2. If these two ideologies, or recognizable avatars thereof, not only can but as Bourdieu suggests do occur simultaneously in the modern state, might it not be because they are ideologies in different senses, locatable on different planes of social experience?  So, developmentalist or standardist ideology is consciously articulated and explicitly espoused by Indonesian leaders, planners, and social commentators.  And such overt claims about language and modernity are familiar; they surface in the arguments of the U.S. English group, as just one example.

In contrast, the exemplary is, by Errington's account, mute on the subject of its own ideological backing; as self-evidently natural, it cannot be metalinguistically objectified (p. 22).  While I am not certain that I have fully captured what seems to me a rather subtle idea here, the contrast of the explicitly metalinguistic and the mute makes me think that we have different kinds of accounts here of how things work sociolinguistically, at different levels of consciousness. In rather flat terms, one seems to be an analytic account of rhetorical claims and the other of the implicit interpretive models that guide speakers and audiences.  Particularly as Gellner represents the modern native's developmentalism, the standardist/exemplarist ideological accounts themselves also seem to be to different ends; one, of why a linguistic form must exist/must be used, the other of why a speaker ought to be respected or obeyed. Though these are obviously not unrelated issues, it seems the notions might be expected to be potentially complementary rather than contradictory.

3. Which brings me to my third line of puzzling, and one that may contradict what I have already suggested. Having said that these ideologies of language are quite different in nature, I now want to wonder if  they're not actually the same.

On the surface, the standardist and exemplarist ideologies are dramatically and diametrically opposed. This fits with Gellner's description of the differences in the organization of culture and authority between traditional agrarian and industrial societies.  The former seek to widen and accentuate the cultural gap between the powerful and the powerless, while the latter, Gellner the Native asserts, seek to minimize the cultural gap.  One language ideology highlights the speaker, while the other makes him disappear.

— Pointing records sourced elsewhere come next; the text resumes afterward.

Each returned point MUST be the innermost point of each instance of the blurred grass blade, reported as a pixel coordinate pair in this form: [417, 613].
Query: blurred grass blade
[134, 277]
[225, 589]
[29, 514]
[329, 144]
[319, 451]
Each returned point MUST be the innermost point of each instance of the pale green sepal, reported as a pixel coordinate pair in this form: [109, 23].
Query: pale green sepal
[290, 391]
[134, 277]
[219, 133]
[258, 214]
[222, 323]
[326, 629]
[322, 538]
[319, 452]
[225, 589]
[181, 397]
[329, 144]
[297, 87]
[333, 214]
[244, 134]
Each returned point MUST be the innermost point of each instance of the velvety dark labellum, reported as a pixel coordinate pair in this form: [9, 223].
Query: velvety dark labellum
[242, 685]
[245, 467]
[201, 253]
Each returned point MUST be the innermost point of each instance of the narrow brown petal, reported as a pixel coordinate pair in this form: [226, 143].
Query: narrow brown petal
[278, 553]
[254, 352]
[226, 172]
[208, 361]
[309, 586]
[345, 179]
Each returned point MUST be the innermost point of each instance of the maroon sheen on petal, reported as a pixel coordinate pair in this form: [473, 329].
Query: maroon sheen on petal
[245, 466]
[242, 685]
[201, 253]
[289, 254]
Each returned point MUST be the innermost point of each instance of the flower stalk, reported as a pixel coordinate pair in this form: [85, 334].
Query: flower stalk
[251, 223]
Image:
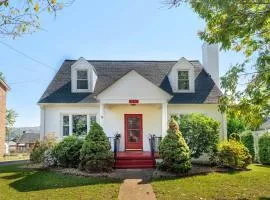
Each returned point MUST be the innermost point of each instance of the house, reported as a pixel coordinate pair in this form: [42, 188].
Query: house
[27, 140]
[3, 90]
[131, 98]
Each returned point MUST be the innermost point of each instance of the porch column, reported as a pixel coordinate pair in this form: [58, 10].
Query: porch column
[164, 119]
[101, 115]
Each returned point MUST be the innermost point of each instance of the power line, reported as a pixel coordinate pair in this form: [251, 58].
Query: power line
[27, 56]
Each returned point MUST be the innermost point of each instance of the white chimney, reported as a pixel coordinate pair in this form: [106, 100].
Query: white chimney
[211, 61]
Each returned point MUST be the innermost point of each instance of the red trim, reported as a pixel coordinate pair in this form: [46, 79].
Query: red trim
[138, 145]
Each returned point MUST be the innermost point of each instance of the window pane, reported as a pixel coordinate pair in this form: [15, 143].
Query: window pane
[82, 84]
[93, 119]
[66, 120]
[79, 124]
[82, 74]
[183, 85]
[183, 75]
[65, 130]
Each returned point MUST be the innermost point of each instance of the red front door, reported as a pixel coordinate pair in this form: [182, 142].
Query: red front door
[133, 132]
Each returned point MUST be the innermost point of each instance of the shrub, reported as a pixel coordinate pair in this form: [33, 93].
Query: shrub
[67, 152]
[247, 139]
[96, 154]
[264, 149]
[235, 136]
[233, 154]
[49, 159]
[200, 132]
[235, 125]
[174, 151]
[37, 152]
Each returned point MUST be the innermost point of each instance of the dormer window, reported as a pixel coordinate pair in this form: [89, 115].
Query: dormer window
[82, 80]
[183, 80]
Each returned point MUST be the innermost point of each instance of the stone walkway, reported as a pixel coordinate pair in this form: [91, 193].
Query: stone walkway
[135, 185]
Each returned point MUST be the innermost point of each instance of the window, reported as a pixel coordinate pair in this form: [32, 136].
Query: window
[65, 125]
[77, 124]
[82, 79]
[183, 80]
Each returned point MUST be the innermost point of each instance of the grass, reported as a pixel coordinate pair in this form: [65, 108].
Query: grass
[253, 184]
[19, 183]
[16, 156]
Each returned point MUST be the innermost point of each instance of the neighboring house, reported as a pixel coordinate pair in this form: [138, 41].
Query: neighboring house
[132, 98]
[3, 90]
[27, 140]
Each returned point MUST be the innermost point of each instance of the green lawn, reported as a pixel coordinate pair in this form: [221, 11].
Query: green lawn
[18, 183]
[253, 184]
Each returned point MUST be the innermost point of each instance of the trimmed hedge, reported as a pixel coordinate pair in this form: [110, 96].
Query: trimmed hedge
[200, 132]
[233, 154]
[67, 152]
[174, 151]
[264, 148]
[96, 154]
[247, 139]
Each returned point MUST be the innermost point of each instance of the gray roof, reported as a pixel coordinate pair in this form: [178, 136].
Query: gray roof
[108, 72]
[27, 138]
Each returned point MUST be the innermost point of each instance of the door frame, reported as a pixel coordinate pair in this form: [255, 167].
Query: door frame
[126, 116]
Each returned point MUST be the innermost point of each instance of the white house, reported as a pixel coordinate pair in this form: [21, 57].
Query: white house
[132, 98]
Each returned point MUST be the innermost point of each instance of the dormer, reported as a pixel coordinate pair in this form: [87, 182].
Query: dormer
[83, 76]
[182, 77]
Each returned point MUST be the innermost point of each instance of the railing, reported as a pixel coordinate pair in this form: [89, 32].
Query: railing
[115, 142]
[154, 142]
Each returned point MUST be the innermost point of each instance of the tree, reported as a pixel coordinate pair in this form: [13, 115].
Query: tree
[241, 26]
[17, 18]
[174, 151]
[11, 116]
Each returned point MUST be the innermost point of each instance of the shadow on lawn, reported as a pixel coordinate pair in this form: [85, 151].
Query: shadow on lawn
[26, 180]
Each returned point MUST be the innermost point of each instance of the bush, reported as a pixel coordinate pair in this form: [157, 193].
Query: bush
[96, 154]
[235, 125]
[67, 152]
[235, 136]
[49, 159]
[247, 139]
[233, 154]
[174, 151]
[200, 132]
[264, 149]
[37, 153]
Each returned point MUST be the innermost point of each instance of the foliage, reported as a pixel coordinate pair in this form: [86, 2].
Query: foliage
[49, 159]
[233, 154]
[17, 19]
[235, 136]
[235, 125]
[11, 116]
[38, 151]
[96, 154]
[264, 148]
[241, 26]
[174, 151]
[247, 139]
[67, 152]
[200, 132]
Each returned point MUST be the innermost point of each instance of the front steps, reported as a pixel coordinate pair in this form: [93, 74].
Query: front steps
[134, 160]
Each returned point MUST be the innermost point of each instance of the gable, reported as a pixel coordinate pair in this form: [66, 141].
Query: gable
[133, 86]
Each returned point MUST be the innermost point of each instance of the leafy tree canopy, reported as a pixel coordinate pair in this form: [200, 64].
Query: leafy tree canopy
[241, 26]
[21, 17]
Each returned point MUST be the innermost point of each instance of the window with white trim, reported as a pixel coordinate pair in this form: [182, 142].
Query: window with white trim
[183, 80]
[77, 124]
[82, 80]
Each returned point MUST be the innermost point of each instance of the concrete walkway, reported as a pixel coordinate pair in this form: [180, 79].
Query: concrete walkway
[135, 185]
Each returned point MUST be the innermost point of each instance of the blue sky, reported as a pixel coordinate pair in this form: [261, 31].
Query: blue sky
[122, 29]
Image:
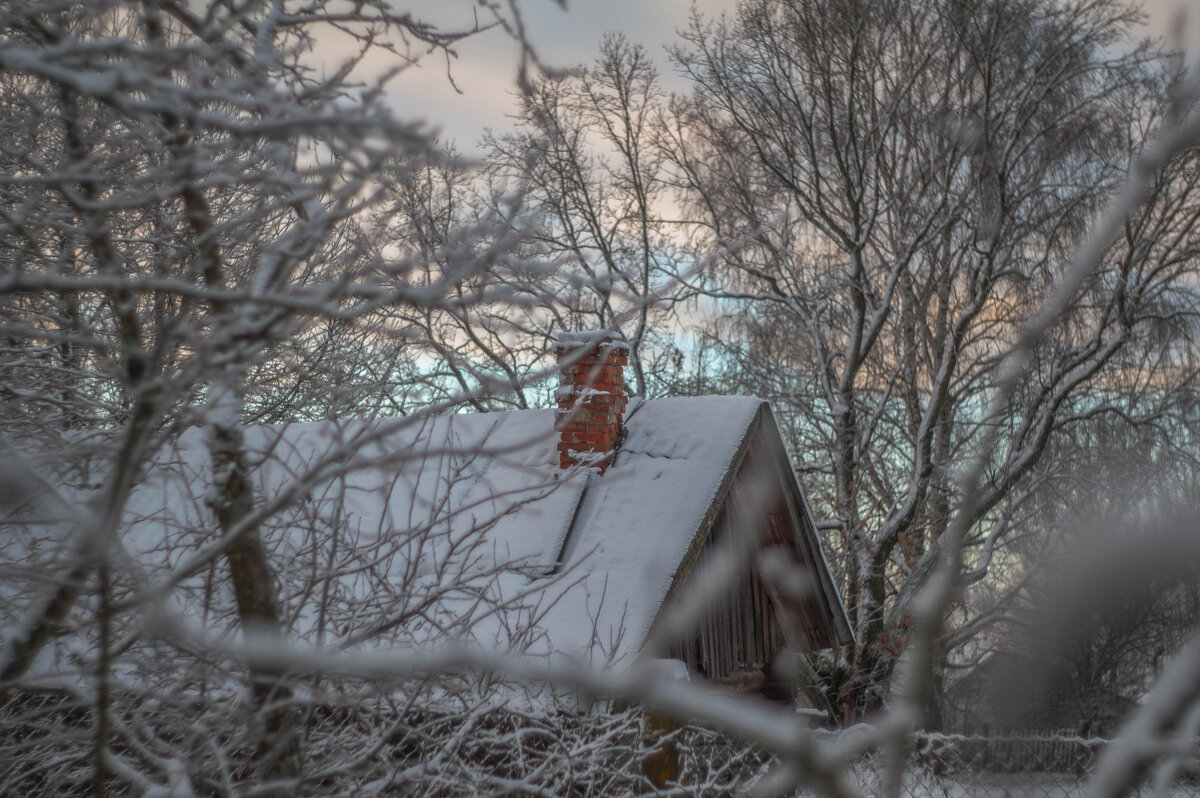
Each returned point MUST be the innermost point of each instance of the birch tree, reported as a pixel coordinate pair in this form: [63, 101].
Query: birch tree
[894, 185]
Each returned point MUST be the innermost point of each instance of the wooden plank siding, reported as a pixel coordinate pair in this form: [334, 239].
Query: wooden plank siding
[743, 631]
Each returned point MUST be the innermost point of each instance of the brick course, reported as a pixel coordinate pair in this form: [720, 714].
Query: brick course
[591, 399]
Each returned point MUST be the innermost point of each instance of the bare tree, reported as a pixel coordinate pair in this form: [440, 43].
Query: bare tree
[185, 240]
[905, 180]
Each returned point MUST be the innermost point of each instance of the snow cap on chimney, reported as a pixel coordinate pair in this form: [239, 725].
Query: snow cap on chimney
[591, 396]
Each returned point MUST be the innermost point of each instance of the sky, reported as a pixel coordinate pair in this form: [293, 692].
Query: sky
[484, 67]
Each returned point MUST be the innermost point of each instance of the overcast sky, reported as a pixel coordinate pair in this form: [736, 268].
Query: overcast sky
[485, 66]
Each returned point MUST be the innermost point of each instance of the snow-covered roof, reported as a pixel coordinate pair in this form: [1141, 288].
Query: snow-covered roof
[406, 532]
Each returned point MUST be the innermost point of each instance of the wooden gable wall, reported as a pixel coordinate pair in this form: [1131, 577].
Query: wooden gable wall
[743, 631]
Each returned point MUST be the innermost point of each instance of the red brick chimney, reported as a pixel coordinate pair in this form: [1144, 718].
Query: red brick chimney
[591, 396]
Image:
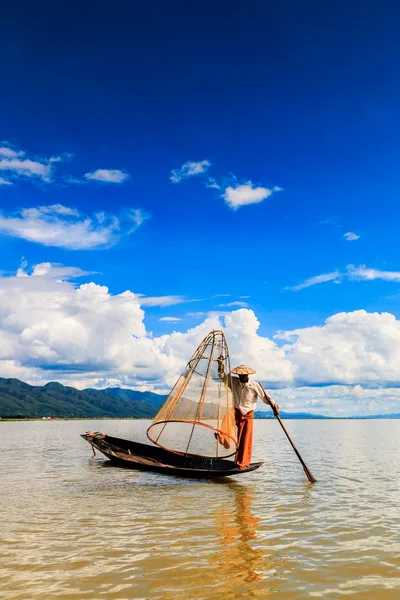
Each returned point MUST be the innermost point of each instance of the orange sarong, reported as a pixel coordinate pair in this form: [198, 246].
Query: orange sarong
[244, 425]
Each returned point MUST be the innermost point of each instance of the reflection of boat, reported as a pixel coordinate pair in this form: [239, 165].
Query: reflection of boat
[245, 561]
[133, 455]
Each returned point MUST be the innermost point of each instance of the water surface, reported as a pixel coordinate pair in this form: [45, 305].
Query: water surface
[73, 527]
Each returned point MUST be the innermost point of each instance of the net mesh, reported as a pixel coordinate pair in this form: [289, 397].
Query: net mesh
[198, 416]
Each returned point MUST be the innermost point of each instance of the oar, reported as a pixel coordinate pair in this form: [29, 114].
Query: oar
[307, 471]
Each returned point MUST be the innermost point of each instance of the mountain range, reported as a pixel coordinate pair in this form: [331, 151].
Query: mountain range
[20, 400]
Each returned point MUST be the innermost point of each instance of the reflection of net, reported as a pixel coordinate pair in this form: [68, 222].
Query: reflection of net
[198, 415]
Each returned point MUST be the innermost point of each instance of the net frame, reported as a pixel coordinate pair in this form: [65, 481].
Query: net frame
[215, 341]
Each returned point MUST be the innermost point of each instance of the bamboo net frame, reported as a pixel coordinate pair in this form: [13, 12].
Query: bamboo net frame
[198, 417]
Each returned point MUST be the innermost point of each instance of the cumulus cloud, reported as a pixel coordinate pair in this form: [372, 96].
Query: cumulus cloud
[25, 167]
[324, 277]
[351, 348]
[170, 319]
[237, 303]
[8, 152]
[244, 194]
[83, 335]
[160, 300]
[52, 271]
[65, 227]
[364, 273]
[18, 164]
[352, 273]
[350, 236]
[107, 176]
[189, 169]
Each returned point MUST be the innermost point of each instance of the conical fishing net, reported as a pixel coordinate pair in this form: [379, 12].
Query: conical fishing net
[198, 416]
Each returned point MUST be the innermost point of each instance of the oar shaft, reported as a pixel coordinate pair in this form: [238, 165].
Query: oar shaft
[307, 471]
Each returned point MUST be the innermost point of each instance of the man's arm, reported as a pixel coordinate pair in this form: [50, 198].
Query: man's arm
[222, 375]
[266, 398]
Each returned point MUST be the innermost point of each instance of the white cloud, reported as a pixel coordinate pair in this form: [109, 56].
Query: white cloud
[16, 164]
[364, 273]
[352, 273]
[189, 169]
[356, 347]
[26, 168]
[86, 336]
[107, 176]
[212, 183]
[64, 227]
[244, 194]
[236, 303]
[52, 271]
[170, 319]
[350, 236]
[160, 300]
[8, 152]
[138, 217]
[324, 277]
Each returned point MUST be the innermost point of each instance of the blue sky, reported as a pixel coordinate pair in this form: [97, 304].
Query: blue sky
[129, 112]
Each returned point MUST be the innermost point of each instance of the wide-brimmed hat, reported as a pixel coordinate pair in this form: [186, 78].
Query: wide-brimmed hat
[243, 370]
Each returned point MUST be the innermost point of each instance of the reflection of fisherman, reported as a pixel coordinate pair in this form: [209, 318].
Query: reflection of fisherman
[245, 393]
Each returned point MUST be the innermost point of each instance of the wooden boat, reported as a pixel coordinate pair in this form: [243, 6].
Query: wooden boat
[133, 455]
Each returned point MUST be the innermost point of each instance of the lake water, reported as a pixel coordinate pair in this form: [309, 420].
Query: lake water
[74, 528]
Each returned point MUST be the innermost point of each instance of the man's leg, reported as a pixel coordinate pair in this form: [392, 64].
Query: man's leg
[245, 438]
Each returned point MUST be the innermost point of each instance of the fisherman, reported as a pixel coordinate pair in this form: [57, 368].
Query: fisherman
[245, 392]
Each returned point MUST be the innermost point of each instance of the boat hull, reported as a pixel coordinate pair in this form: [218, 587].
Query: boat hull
[133, 455]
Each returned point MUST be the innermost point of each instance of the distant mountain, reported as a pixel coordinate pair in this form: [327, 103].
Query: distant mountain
[20, 400]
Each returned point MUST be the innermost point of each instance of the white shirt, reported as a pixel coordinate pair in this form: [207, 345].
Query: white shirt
[245, 394]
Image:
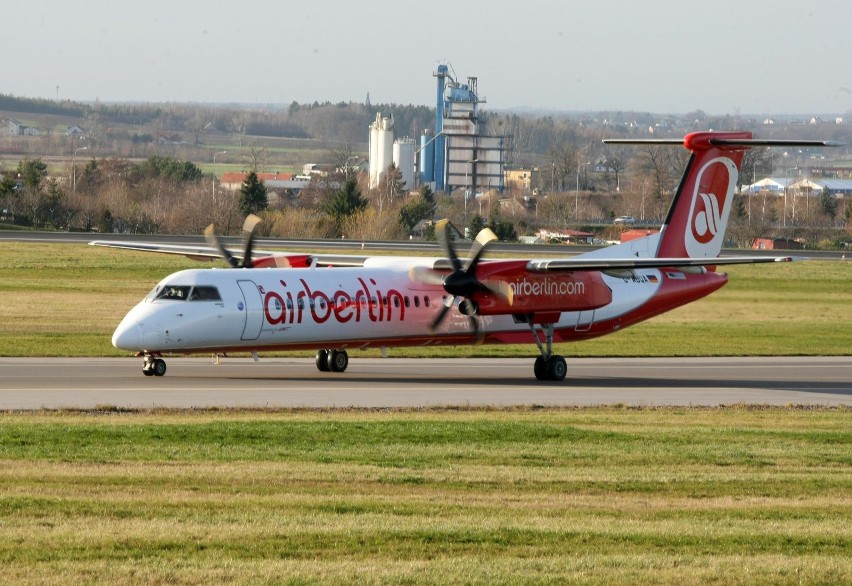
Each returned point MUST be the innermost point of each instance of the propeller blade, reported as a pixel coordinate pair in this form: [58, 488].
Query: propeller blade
[249, 227]
[425, 275]
[501, 289]
[484, 237]
[444, 239]
[213, 241]
[442, 314]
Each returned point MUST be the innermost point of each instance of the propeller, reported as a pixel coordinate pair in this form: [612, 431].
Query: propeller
[249, 227]
[461, 282]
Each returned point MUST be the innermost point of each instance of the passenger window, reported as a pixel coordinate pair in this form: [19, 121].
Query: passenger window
[175, 292]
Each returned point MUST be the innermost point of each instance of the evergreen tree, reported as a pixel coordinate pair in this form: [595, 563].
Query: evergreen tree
[253, 197]
[828, 203]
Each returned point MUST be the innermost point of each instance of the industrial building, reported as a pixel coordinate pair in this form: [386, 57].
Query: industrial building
[457, 154]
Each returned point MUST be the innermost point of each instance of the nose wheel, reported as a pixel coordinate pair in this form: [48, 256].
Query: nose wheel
[332, 360]
[154, 366]
[548, 366]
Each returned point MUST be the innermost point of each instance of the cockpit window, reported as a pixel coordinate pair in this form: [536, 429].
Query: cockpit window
[174, 292]
[204, 293]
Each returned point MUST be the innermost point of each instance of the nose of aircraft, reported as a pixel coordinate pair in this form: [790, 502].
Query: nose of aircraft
[128, 335]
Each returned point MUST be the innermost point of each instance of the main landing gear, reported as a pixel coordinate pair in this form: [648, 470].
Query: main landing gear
[332, 360]
[548, 366]
[153, 366]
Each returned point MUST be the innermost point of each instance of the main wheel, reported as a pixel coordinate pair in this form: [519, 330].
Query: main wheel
[557, 368]
[322, 360]
[540, 368]
[338, 360]
[158, 367]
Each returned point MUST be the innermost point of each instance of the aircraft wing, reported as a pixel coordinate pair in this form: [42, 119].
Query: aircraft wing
[210, 254]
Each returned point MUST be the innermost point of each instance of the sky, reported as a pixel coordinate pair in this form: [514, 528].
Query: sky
[660, 56]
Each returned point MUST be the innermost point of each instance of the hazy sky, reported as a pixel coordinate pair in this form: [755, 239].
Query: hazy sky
[662, 56]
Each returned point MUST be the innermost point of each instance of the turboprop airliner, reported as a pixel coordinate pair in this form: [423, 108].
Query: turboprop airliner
[332, 304]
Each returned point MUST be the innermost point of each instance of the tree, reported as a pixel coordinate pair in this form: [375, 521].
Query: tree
[428, 196]
[344, 202]
[475, 225]
[32, 173]
[828, 203]
[253, 197]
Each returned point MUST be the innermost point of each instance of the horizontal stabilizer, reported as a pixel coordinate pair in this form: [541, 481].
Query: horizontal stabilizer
[728, 142]
[605, 264]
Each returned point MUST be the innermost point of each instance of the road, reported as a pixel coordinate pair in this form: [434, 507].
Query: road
[35, 383]
[401, 247]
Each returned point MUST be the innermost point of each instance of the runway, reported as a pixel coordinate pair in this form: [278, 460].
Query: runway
[87, 383]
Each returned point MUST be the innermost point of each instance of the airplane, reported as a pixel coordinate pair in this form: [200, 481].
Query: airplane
[270, 301]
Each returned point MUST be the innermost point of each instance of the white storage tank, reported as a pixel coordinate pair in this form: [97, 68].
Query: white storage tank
[381, 147]
[403, 158]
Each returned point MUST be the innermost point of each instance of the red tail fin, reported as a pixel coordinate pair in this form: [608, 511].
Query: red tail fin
[696, 223]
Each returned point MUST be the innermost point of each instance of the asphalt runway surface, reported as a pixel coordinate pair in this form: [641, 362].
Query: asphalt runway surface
[87, 383]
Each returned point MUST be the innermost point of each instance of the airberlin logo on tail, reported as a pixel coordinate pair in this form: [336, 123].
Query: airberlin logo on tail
[706, 221]
[711, 203]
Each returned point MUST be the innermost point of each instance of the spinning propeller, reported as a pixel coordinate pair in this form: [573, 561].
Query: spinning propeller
[249, 227]
[462, 281]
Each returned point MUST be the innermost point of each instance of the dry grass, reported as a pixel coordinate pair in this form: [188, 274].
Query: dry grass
[594, 496]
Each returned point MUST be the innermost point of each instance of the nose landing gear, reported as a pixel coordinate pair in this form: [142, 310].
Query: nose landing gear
[332, 360]
[153, 366]
[548, 366]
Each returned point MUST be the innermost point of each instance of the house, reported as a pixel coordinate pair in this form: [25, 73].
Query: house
[520, 178]
[776, 244]
[771, 184]
[566, 236]
[838, 187]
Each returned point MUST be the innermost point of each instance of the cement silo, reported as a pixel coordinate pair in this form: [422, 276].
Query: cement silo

Of course, Barthes (1972) tells us that bourgeois developmentalist ideology also naturalizes, but where exemplarism naturalizes language as a transparent window to the nature of the speaker, the standardist referentially-focused ideology naturalizes language as a transparent window to the nature of the spoken.  While one ideology underwrites the authority of the speaker (and thus incidentally of the speaker's language?), the other underwrites the authority of the language (and thus secondarily of those who master it?).

But if in modernist Cartesian rationalism, speaking is cognition (language as a window on the mind as well as on the world), and cognition is the essential self, then is not language once again a transparent window on the person, and are not the standardist and exemplarist views rather similar?  Do we have two representations of the same circle of indexical relations between language and speaker, varying only in where they break into this circle to determine value and authority?

And with that somewhat dislocating musing, I will end my comments. They have not so much to do with the Indonesian case and much to do with the implications of Errington's analysis for others of us working in this field.  I do not think it is necessarily Joe Errington's job to address these too-broad questions in the paper at hand, but that paper raised these puzzles for me, and they might be worth pursuing.